1. Academic Validation
  2. Safety and Efficacy of a DNA Oligonucleotide Therapy in Patients with Relapsed or Refractory Diffuse Large B-Cell Lymphoma

Safety and Efficacy of a DNA Oligonucleotide Therapy in Patients with Relapsed or Refractory Diffuse Large B-Cell Lymphoma

  • Clin Lymphoma Myeloma Leuk. 2022 Jan;22(1):52-59. doi: 10.1016/j.clml.2021.07.020.
Jason Westin 1 Michael B Maris 2 Caron A Jacobson 3 Prapti Patel 4 Nehal Lakhani 5 Wael Harb 6 Dipti Patel-Donnelly 7 Kelly McCaul 8 Carolina Escobar 9 Barbara Klencke 10 Ayad M Al-Katib 11
Affiliations

Affiliations

  • 1 University of Texas M.D. Anderson Cancer Center, Department of Lymphoma & Myeloma, Houston, TX.
  • 2 Colorado Blood Cancer Institute, Denver, CO.
  • 3 Dana Farber Cancer Institute, Department of Medicine, Boston, MA.
  • 4 University of Texas Southwestern Medical Center, Department of Hematology/Oncology Dallas, TX.
  • 5 Cancer and Hematology Centers of Western Michigan, Grand Rapids, MI.
  • 6 Horizon Oncology Research, Inc., Lafayette, IN.
  • 7 Virginia Cancer Specialists, Fairfax, VA.
  • 8 Avera Cancer Institute, Hematology and Bone Marrow Transplant, Sioux Falls, SD.
  • 9 Baylor Research Institute, Dallas, TX.
  • 10 Sierra Oncology, Inc. (formerly ProNAi Therapeutics, Inc.), San Mateo, CA. Electronic address: bklencke@sierraoncology.com.
  • 11 Wayne State University, Lymphoma Research Lab, Detroit, MI.
Abstract

Background: PNT2258 is a liposomal formulation that encapsulates multiple copies of PNT100, a native, chemically unmodified, 24-base DNA oligonucleotide designed to target the regulatory region upstream of the B-cell lymphoma 2 (BCL2) gene.

Methods: This phase II, multicenter, single-arm, open-label, 2-stage design study investigated the single-agent activity of PNT2258 in patients with relapsed/refractory DLBCL. Initially, patients had to have a performance status (PS) of ≤2 and prior exposure to CD20-targeted therapy, an alkylating agent, and a steroid with no upper limit. Criteria were modified to PS of 0 or 1 and at least 1 to ≤3 prior therapies (identified as the target population) after observing an initially high frequency of rapid disease progression in patients with extensive prior therapies or poor PS.

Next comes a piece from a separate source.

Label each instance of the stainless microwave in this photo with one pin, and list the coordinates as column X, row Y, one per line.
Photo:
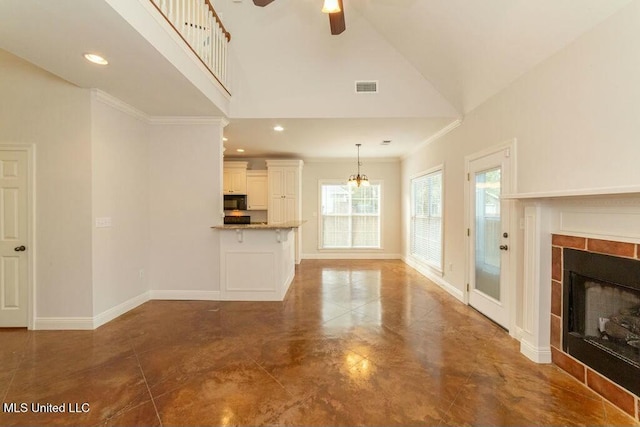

Results: The study was stopped early following an interim analysis, despite surpassing the protocol predetermined futility boundary, because the ORR was below the expectations of response in an evolving DLBCL treatment landscape. The final analysis included all 45 enrolled patients and demonstrated an ORR of 11%. In the response evaluable subset (n = 26), defined as patients in the target population with exposure to ≥8 doses of PNT2258 within the first 35 days and evaluable baseline/post-baseline scans, the ORR was 19%. The most common adverse events were fatigue (44%), nausea (42%), diarrhea (40%), pyrexia (36%), anemia (32%), and vomiting (27%).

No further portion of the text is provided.